Ślub Bezosa i Sanchez pod znakiem protestów. Wenecja szacuje zyski
W Wenecji zakończyły się trzydniowe uroczystości z okazji ślubu Jeffa Bezosa i Lauren Sanchez. W niedzielę młoda para opuściła miasto nad Canal Grande. Wyjechała też już większość ich ponad 200 gości, wśród których było wielu celebrytów i znanych osobistości.
Wenecja częściowo opustoszała, a strategiczne punkty w rejonie najbardziej luksusowych hoteli, gdzie zatrzymała się amerykańska para i jej goście, przestały być strefami nadzwyczajnych środków bezpieczeństwa. Wokół nich przez kilka dni gromadziły się dziesiątki paparazzi i wysłanników mediów, którzy podążali na motorówkach za uczestnikami ceremonii.
Bezos i Sanchez, których ślub odbył się w piątek, wyjechali z Wenecji w niedzielne popołudnie po całej serii przyjęć i hucznych obchodów w kilku punktach miasta. Ostatnia ceremonia odbyła się w Arsenale i według mediów było to "pidżama party" pod hasłem Dolce Notte (słodka noc).
Gośćmi amerykańskiej pary byli między innymi córka prezydenta USA Donalda Trumpa- Ivanka Trump z mężem Jaredem Kushnerem, królowa Jordanii Rania, Bill Gates, Steven Spielberg, Leonardo DiCaprio z partnerką Vittorią Ceretti, Orlando Bloom, Kim Kardashian z rodziną, Oprah Winfrey, Donatella Versace.
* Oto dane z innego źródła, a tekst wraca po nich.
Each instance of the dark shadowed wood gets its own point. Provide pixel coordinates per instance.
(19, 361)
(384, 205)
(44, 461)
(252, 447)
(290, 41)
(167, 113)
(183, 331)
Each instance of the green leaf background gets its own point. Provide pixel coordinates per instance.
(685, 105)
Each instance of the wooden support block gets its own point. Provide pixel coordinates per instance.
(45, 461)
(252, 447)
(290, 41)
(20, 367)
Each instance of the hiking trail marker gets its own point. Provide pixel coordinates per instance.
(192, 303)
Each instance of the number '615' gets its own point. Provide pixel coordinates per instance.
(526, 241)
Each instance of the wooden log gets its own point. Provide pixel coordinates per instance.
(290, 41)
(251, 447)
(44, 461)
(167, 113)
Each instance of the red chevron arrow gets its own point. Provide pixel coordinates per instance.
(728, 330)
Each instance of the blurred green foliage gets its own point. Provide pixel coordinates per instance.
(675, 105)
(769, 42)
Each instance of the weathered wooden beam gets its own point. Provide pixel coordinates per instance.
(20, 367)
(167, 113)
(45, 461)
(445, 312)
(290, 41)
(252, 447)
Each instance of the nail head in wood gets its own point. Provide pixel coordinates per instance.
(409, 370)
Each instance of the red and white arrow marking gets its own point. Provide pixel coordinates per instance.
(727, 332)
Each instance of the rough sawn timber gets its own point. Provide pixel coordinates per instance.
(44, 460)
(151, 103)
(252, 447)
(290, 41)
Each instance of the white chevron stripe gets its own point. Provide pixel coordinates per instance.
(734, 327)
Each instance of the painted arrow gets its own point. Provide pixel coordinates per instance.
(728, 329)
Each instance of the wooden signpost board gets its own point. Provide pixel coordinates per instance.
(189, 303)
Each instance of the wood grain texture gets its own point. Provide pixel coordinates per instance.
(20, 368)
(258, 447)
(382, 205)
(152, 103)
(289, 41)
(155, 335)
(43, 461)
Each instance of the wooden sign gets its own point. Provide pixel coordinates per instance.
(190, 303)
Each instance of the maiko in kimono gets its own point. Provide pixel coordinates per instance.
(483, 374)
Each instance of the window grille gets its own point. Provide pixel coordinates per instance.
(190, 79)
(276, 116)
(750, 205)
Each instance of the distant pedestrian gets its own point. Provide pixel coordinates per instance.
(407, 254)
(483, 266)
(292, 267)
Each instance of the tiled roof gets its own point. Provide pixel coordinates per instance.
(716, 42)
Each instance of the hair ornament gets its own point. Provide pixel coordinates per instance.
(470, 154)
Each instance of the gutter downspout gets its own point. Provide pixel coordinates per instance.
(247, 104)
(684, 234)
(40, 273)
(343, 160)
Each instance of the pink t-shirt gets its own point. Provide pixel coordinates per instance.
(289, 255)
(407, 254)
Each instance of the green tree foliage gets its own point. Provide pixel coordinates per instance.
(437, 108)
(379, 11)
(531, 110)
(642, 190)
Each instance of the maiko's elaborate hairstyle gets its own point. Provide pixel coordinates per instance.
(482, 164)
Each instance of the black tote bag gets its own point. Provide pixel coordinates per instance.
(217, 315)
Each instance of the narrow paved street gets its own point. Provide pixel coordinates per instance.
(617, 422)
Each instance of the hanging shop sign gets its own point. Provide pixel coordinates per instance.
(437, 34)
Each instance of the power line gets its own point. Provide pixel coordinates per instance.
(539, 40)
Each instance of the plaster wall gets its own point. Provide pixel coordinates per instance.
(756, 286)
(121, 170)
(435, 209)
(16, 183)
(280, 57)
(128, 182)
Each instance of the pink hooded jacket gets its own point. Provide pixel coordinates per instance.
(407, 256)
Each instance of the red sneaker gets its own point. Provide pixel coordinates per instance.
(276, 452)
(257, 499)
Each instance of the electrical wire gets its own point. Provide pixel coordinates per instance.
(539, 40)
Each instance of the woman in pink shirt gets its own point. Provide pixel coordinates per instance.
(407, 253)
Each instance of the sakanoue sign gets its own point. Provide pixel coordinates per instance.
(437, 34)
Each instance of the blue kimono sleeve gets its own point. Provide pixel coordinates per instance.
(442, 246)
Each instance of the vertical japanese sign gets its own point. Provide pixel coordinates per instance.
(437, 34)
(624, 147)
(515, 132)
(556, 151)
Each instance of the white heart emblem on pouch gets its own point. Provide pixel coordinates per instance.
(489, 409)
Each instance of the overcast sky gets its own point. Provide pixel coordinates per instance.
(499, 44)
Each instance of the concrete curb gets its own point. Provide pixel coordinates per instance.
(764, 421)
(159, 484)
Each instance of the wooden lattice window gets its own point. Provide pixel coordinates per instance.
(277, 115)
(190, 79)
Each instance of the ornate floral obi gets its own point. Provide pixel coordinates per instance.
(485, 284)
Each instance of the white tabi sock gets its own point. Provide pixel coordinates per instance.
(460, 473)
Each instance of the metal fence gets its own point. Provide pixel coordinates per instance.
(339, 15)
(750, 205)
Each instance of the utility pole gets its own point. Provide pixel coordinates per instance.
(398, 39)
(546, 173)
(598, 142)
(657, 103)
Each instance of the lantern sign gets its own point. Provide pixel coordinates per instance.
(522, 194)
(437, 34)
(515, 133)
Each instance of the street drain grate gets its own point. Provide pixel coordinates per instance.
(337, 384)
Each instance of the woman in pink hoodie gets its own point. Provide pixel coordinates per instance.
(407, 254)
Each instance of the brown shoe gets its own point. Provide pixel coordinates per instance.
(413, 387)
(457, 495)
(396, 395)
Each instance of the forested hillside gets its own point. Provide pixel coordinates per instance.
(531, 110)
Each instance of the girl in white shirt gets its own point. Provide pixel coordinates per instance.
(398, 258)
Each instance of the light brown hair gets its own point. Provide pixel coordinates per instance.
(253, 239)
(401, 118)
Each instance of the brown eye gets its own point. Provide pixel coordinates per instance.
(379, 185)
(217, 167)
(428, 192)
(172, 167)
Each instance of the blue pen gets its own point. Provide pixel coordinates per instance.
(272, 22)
Obecności Bezosa i Sanchez w Wenecji towarzyszyły protesty przeciwników organizacji ich ślubu w mieście i wynajmowania jego części na takie uroczystości.
Akcje te skrytykowały lokalne władze argumentując, że to wielka szansa dla tego historycznego miasta.
Według Ministerstwa Turystyki Włoch to wydarzenie o globalnym zasięgu oznacza wpływ gospodarczy dla Wenecji szacowany na ponad 950 mln euro.